There are two fronts in the war on application security -- the software development life cycle (SDLC) and the production environment. Two industry giants -- IBM and HP -- recently made the first moves on the SDLC side to acquire niche players in the nascent application security market, but the expectation is the big security players such as Symantec and McAfee may get into this space as well.
With the announcements of IBM's intention to acquire Web application testing player Watchfire Corp. and HP's intention to buy SPI Dynamics, it appears consolidation of the market may be under way. Diana Kelly, vice president and service director at the Burton Group, based in Midvale, Utah, had expected the consolidation to have started earlier, though.
"I had expected to see more movement, then we had two acquisitions, boom, boom," she said. "I think we may see security folks moving on it, such as Symantec, McAfee, CA. Certainly one of those vendors could say application security is a critical component, or buy or develop one or more [products], but it's more likely they'd buy than develop."
Although Web application security has received a lot of attention over the past few years, the purchase of these standalone testing tools is "a huge data point," Kelley said. Compliance with the Payment Card Industry (PCI) Data Security Standard is also helping to drive the market, she said.
Penetration testing tools such as those offered by Watchfire and SPI are but one leg of what Kelley in a recent blog entry dubbed the application security "trifecta," which also includes static source code analysis tools and Web application firewalls. Although it is likely the market will consolidate there as well, Kelley said vendors "focusing very tightly on risk may continue down that path until 2008."
For Santa Clara, Calif.-based Cenzic, an application security assessment and risk-management solution provider and competitor to Watchfire and SPI Dynamics, the acquisitions are a huge validation for the application security market. "We believe this is a good thing for us," said Mandeep Khera, vice president of marketing at Cenzic.
There are two theories about the application security market, Khera continued. "Should it fit in the SDLC? That's what HP and IBM are going to do. We believe testing early in the life cycle is good, and we've integrated with HP and Borland."
At the same time, he said, statistics have shown that a vast majority of deployed applications have security vulnerabilities. "Our solutions are geared toward both [the SDLC and security sides]," Khera said.
Like Kelley, Khera also expects the security players to get involved. "Think about the [potential] suitors," he said. "On the SDLC side you have Microsoft and Compuware; on the security side you have Symantec/VeriSign/McAfee -- at some point some will probably start approaching [vendors]."
Khera said products like Cenzic's "belong more on the security side. The problem is huge on the production side. It does need be addressed on both sides, but I think the security guys can make a much bigger market out of this."
Asked if Cenzic will be the next to be acquired, Khera said the company has not said it is for sale. However, "at some point it might make sense; at any point if it has a huge value for shareholders we will have to say yes."
Increasing awareness for static analysis tools
For Fortify Software Inc., best known for its static source code analysis tool, the impending IBM/HP acquisitions could bring more awareness of the need for products like Fortify's, said Roger Thornton, founder and chief technology officer of the Palo Alto, Calif.-based company.
"Inside a lot of companies you have a hacking team; that group of people is who utilizes SPI, Watchfire, Cenzic, WhiteHat Security," Thornton said. "That part of the market is important; if they weren't proving there was a problem, nothing would be going on in software world. Fortify is behind those companies as they equip the user base; we have solutions to bring in the development team to fix the problem."

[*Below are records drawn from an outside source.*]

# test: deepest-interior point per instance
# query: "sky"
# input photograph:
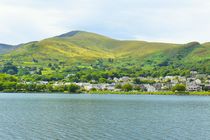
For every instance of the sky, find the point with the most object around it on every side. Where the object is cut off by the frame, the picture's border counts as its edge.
(176, 21)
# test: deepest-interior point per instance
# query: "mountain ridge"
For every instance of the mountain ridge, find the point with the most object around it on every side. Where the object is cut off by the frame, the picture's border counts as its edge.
(86, 47)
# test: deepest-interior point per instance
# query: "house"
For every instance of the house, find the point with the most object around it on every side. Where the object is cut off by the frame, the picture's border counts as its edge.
(193, 87)
(150, 88)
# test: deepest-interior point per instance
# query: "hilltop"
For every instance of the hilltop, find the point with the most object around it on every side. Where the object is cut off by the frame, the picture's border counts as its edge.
(90, 51)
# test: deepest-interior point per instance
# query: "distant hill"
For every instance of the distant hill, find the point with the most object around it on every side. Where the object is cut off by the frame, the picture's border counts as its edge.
(78, 47)
(4, 48)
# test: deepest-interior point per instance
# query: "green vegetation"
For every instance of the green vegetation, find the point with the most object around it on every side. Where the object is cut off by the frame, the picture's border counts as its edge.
(179, 88)
(151, 93)
(87, 57)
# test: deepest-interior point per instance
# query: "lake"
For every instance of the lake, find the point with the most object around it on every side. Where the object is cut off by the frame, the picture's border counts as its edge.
(103, 117)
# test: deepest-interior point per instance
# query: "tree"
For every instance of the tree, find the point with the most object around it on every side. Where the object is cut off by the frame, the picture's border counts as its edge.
(127, 87)
(136, 81)
(73, 88)
(179, 87)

Still, Thornton said, only a small percentage of companies are actively addressing application security today, but with heavyweights like IBM nd HP getting involved it could help awareness.
"Having HP and IBM in that compliance and application assurance market should really ignite [it]; they will be able to reach the next tier of companies and build this awareness that the software we're running has problems. We expect our growth to follow suit," he said.

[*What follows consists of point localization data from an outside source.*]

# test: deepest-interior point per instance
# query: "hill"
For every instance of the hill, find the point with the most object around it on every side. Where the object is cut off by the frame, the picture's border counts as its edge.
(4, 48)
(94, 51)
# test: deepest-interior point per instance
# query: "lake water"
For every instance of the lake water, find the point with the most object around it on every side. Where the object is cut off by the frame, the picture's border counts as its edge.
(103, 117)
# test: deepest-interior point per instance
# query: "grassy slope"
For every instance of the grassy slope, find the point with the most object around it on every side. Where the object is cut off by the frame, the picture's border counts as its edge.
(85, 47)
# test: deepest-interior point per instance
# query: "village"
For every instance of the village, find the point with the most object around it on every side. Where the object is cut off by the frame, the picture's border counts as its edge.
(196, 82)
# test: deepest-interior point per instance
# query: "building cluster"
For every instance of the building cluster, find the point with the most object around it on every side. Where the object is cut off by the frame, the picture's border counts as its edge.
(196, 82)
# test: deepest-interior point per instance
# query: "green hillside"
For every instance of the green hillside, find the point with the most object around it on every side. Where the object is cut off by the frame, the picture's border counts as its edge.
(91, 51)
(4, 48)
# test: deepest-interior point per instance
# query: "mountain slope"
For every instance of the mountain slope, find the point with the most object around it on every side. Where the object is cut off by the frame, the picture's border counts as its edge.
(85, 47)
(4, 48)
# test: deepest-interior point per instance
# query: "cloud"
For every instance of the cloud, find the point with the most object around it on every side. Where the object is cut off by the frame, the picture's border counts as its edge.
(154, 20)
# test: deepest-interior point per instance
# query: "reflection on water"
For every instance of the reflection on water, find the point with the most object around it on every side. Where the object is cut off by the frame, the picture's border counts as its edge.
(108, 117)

Burton's Kelley said IBM and HP could buy static code analysis tools as well. But Thornton said these products are typically used by different groups currently.

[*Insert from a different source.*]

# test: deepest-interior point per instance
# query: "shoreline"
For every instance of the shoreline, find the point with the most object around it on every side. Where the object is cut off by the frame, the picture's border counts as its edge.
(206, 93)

"Do pen testing and code-oriented products work together? They do, but they're used by different constituents in a company," he said. "Some of the security team uses our code review product during pen testing, but the majority of sales are to development organizations whose code will later be pen tested, and the use of pen testing products by coders and QA people is very limited."
Yet Thornton acknowledges that his segment of the market may eventually be a target for acquisition. "Mercury/Rational, would they want to consume our product line? My guess is at some point they probably will; we're partners with all of them," he said. However, Thornton raised the point that the platform players may not offer the broad support that a best-of-breed tool can provide.
"Security is a very horizontal problem," he said. "Say Microsoft did a good job solving security for its developers. That's great if you're 100% Microsoft, but most organizations have Java, .NET, Eclipse, etc. Having one vendor that takes care of the security problem and supports all platforms gives a big advantage. So we talk with those other companies every day, and there's no intent on our part to sell the company, yet everyone's got a price."